Un combattant des Forces démocratiques syriennes donne du pain à des enfants près de Baghouz. Rodi Said/Reuters/File Photo
Derrière le grillage, un bébé d’un an aux grands yeux regarde, hagard, s’agiter autour de lui la petite société du camp d’al-Hol, où des dizaines de milliers de déplacés de la guerre contre l’EI cohabitent sous tension avec des familles de jihadistes arrêtées. Porté par une prisonnière sud-africaine, Souleiman (les prénoms des enfants ont été changés) est français. Croisé sur place par l’AFP, il a le visage strié de cicatrices, infligées par un bombardement dont on ne peut sans doute mesurer l’ampleur des séquelles. Il fait partie de la quarantaine d’enfants non accompagnés, ou de manière temporaire, par une bonne âme, sur les plus de 2 500 de 30 nationalités capturés avec leurs familles au fil de la déroute de l’EI et placés dans trois camps du Nord-Est, selon l’ONG Save the Children.
Souleiman, Chahir, Hassan...
Son destin et celui de ses deux frères ont basculé il y a cinq mois dans le village d’al-Chaafa, l’un des principaux derniers bastions des jihadistes, assiégés le long de l’Euphrate par les forces arabo-kurdes avec le soutien des avions de la coalition internationale. Ce jour-là, sa mère, Julie Maninchedda, une Française de 26 ans, y meurt dans un bombardement avec son second mari, un Marocain de l’EI, selon plusieurs femmes jihadistes qui se trouvaient dans la zone. Elle était séparée depuis plusieurs mois de son premier époux, Martin Lemke, un Allemand avec lequel elle avait rejoint l’EI en Syrie à l’automne 2014.
Sa disparition a précipité la séparation de leurs trois fils, Souleiman, Chahir et Hassan, âgés respectivement d’un, de trois et de cinq ans. L’aîné est allé avec son père, ses deux autres femmes – des Allemandes – et leurs trois enfants. Fin janvier, la famille s’était rendue aux forces kurdes après avoir fui Baghouz, ultime refuge de l’EI. Et Martin Lemke, soupçonné d’avoir appartenu aux très craints services de renseignements de l’organisation jihadiste, a été envoyé en prison.
« Une chance de se reconstruire »
Emmitouflé dans un manteau rouge poussiéreux, chaussé de sandales trop grandes pour lui, Hassan est assis dans un coin, silencieux, le regard dans le vague.
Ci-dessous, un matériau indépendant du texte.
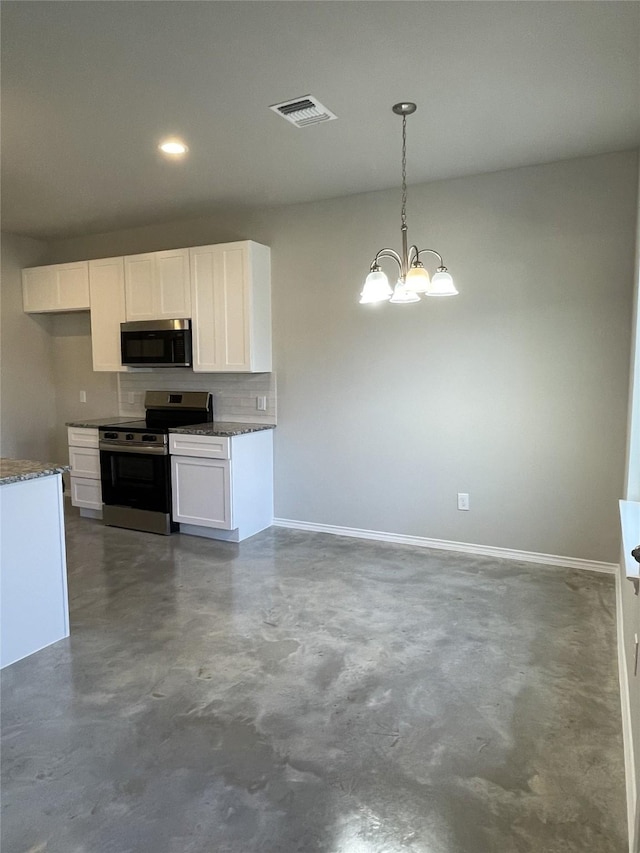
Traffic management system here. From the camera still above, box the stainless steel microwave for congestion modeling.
[120,319,191,367]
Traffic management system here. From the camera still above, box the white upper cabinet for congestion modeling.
[22,261,89,313]
[124,249,191,320]
[89,258,126,372]
[189,240,271,373]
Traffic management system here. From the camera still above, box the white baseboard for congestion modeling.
[273,518,619,574]
[616,573,640,853]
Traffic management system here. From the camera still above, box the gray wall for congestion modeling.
[0,234,57,462]
[620,168,640,850]
[43,152,638,562]
[51,311,118,462]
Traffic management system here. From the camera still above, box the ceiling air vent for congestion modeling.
[269,95,338,127]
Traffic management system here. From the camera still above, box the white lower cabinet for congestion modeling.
[169,430,273,542]
[67,427,102,518]
[171,456,233,530]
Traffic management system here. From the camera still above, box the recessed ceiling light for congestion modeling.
[158,137,189,157]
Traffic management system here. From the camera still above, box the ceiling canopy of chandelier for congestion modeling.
[360,102,458,304]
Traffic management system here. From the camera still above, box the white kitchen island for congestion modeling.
[0,459,69,667]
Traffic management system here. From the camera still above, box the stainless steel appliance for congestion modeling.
[98,391,213,534]
[120,318,191,367]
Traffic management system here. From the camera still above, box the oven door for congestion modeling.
[100,447,171,514]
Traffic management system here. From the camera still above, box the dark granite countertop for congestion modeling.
[0,458,71,486]
[169,421,276,436]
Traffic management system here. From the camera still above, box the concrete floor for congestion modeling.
[2,510,626,853]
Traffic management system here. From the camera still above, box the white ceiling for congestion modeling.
[1,0,640,238]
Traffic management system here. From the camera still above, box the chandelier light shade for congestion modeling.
[360,102,458,305]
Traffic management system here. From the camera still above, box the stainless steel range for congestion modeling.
[99,391,213,534]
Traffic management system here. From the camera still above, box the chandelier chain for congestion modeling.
[402,115,407,228]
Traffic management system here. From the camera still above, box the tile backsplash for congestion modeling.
[118,368,277,424]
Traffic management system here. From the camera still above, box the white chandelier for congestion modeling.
[360,102,458,304]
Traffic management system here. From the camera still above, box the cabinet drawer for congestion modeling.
[67,427,98,448]
[169,433,231,459]
[70,477,102,509]
[69,447,100,480]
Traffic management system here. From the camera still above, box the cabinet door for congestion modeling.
[89,258,126,372]
[191,243,251,372]
[124,252,157,320]
[53,261,89,311]
[69,477,102,509]
[67,427,98,447]
[69,447,100,480]
[155,249,191,319]
[22,267,58,312]
[171,456,233,530]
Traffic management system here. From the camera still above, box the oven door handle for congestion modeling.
[98,441,169,456]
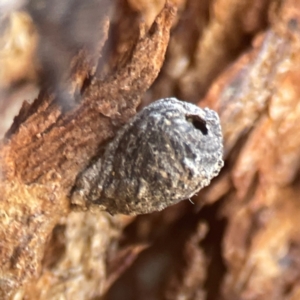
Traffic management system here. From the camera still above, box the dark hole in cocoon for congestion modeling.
[186,116,208,135]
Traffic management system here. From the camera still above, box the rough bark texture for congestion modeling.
[0,0,300,300]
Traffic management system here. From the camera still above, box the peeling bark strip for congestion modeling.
[0,4,175,299]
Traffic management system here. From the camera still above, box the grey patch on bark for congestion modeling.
[71,98,223,215]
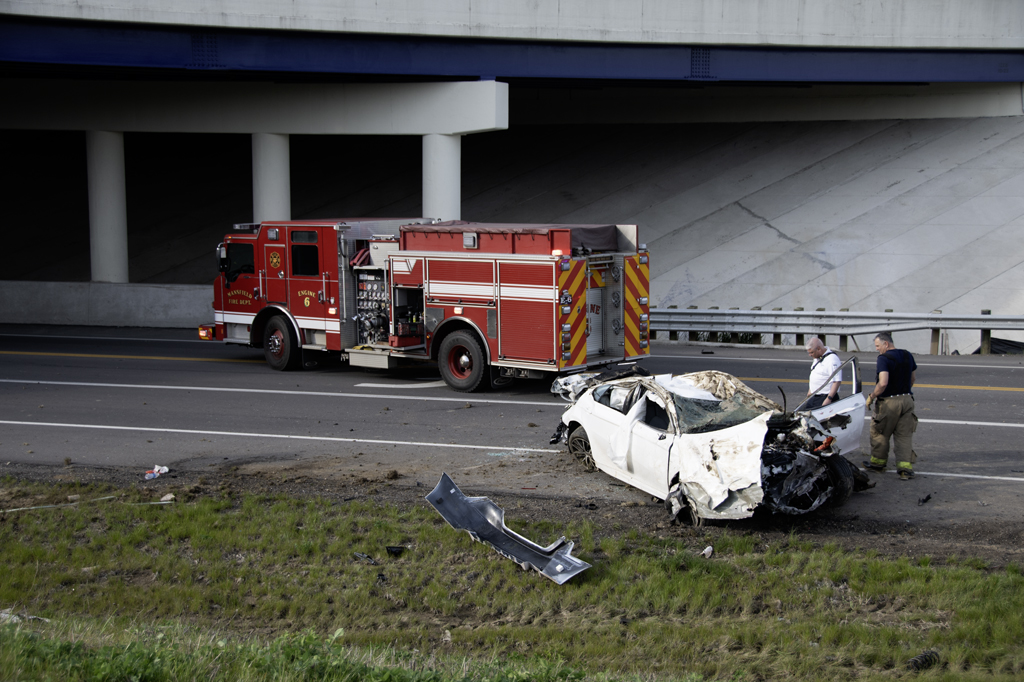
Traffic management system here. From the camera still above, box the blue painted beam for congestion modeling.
[0,16,1024,83]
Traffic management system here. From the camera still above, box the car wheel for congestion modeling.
[825,455,853,507]
[437,331,487,393]
[566,426,597,471]
[263,315,301,371]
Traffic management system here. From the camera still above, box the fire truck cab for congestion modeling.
[200,218,649,391]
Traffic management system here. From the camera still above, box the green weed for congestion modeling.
[0,483,1024,682]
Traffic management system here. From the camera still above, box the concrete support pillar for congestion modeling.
[253,133,292,222]
[423,134,462,220]
[85,130,128,283]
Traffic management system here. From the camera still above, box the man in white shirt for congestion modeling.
[807,336,843,410]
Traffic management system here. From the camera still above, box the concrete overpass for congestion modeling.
[0,0,1024,350]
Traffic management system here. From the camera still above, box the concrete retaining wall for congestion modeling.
[0,282,213,328]
[9,0,1024,49]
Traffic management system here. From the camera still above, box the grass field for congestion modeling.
[0,479,1024,681]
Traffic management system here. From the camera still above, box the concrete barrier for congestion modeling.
[0,282,213,328]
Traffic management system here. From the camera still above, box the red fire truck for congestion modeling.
[200,219,649,391]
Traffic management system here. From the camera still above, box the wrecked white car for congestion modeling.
[551,359,870,523]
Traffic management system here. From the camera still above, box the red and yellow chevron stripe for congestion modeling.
[555,260,587,370]
[623,254,650,358]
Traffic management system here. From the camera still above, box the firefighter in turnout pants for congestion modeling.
[864,333,918,480]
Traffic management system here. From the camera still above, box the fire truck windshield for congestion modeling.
[224,244,256,282]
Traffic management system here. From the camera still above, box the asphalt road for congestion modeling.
[0,326,1024,523]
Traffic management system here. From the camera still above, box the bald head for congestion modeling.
[806,336,825,359]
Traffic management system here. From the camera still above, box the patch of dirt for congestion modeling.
[0,453,1024,569]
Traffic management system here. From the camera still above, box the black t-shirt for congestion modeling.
[874,348,918,397]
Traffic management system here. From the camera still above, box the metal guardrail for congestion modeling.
[650,308,1024,354]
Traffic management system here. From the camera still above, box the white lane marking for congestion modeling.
[648,353,1024,370]
[0,332,203,343]
[0,379,568,408]
[864,415,1024,429]
[0,420,560,454]
[913,471,1024,483]
[0,420,1024,482]
[0,379,1024,429]
[355,381,447,388]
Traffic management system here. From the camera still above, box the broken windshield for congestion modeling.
[672,392,765,433]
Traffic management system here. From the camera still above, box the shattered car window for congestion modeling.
[672,393,765,433]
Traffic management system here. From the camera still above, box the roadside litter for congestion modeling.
[145,464,170,480]
[427,473,590,585]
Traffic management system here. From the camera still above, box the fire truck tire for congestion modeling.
[437,330,487,393]
[263,315,302,372]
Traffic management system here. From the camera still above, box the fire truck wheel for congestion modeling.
[263,315,302,371]
[437,331,487,392]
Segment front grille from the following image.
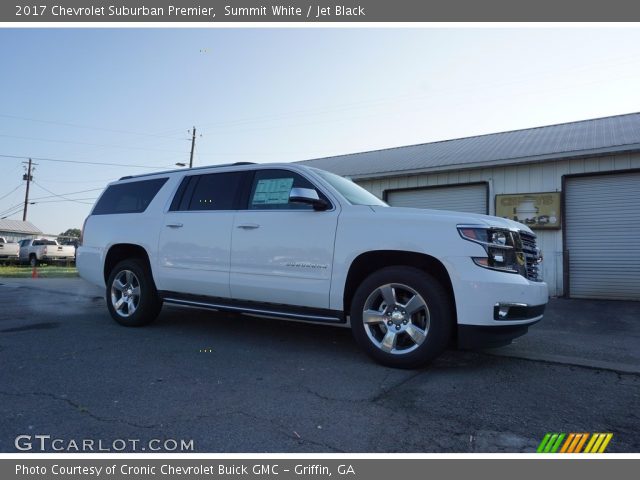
[520,230,542,282]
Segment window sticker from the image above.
[251,178,293,206]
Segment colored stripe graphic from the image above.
[537,433,566,453]
[536,432,613,453]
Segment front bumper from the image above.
[458,320,540,350]
[40,255,76,263]
[443,257,549,348]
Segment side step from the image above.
[158,291,346,324]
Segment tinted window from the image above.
[92,178,167,215]
[249,170,328,210]
[314,168,388,207]
[170,172,242,210]
[32,240,57,247]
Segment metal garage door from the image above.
[565,173,640,300]
[387,183,488,214]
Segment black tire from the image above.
[106,258,162,327]
[350,266,454,368]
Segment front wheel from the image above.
[106,258,162,327]
[350,267,453,368]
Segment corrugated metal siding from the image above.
[565,173,640,300]
[302,113,640,178]
[357,153,640,295]
[387,184,487,214]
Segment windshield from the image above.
[314,168,388,207]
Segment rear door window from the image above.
[169,172,244,211]
[249,169,330,210]
[92,178,168,215]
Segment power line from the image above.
[0,202,23,215]
[0,184,22,200]
[31,186,104,200]
[0,113,188,138]
[0,133,190,153]
[32,197,97,205]
[32,181,102,203]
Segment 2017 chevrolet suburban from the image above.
[77,164,548,367]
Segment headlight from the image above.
[458,225,526,275]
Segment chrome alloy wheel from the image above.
[362,283,430,355]
[111,270,140,318]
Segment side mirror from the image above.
[289,188,329,210]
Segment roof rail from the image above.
[118,162,255,181]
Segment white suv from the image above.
[77,163,548,367]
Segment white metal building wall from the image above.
[565,173,640,300]
[387,183,488,215]
[354,153,640,295]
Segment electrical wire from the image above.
[29,187,104,201]
[0,113,188,138]
[31,180,102,203]
[0,133,189,155]
[0,184,22,200]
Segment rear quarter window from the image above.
[91,178,168,215]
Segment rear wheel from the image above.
[351,267,453,368]
[106,258,162,327]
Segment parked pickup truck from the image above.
[20,238,76,267]
[0,237,20,262]
[77,163,548,368]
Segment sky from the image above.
[0,26,640,234]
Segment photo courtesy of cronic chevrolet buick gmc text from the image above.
[77,163,548,368]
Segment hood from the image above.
[371,206,534,234]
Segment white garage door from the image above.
[387,183,487,214]
[565,173,640,300]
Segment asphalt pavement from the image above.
[0,279,640,452]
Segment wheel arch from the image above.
[103,243,153,284]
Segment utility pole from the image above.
[189,127,196,168]
[22,159,33,222]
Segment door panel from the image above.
[155,172,245,298]
[230,210,338,308]
[155,211,235,298]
Quant à Chahir et Souleiman, les deux femmes de Lemke ont dit les avoir confiés à une Syrienne après la mort de leur mère. « C’était trop, j’avais déjà mes deux petits enfants avec moi », a expliqué la plus jeune, Leonora, coiffée d’un voile noir, entre deux biberons.
Arrivés avec la Syrienne à al-Hol, Souleiman et Chahir ont depuis atterri dans les bras de deux autres détenues de l’EI, une Sud-Africaine et une Allemande. Selon Nadim Houry, de l’ONG Human Rights Watch (HRW), qui les a rencontrés début février dans le camp, les deux petits ont été physiquement maltraités par la Syrienne et sont affaiblis : Souleiman ne marche pas et ne parle pas, et Chahir, amaigri, est accablé de maux de ventre. « Entre le froid glacial, la pluie, le vent, la promiscuité et l’absence de suivi, les conditions de vie dans le camp sont atroces pour les jeunes enfants », déplore M. Houry. Hassan a atterri dans un autre camp du Nord-Est, a indiqué la Sud-Africaine qui s’occupe de son petit frère.
À plus de 4 000 kilomètres de là, dans le nord de la France, Lydie Maninchedda, 56 ans, a appris fin janvier la mort de Julie, sa fille unique. Puis s’est mobilisée pour ses petits-enfants. Avec son mari Patrice, elle a écrit au président Emmanuel Macron pour lui demander de « faire preuve d’un peu d’humanité » en les rapatriant. « Dieu sait ce qu’ils ont vécu », a-t-elle déclaré. « Mais ils sont tout petits, ils n’ont rien fait. Il faut qu’on leur donne une chance de se reconstruire, d’avoir une vie. » La France, longtemps réticente sur ce sujet sensible, s’est dit à l’automne ouverte au rapatriement des enfants, qui sont au moins une centaine dans les camps en Syrie, à commencer par les orphelins. Mais sans donner de calendrier.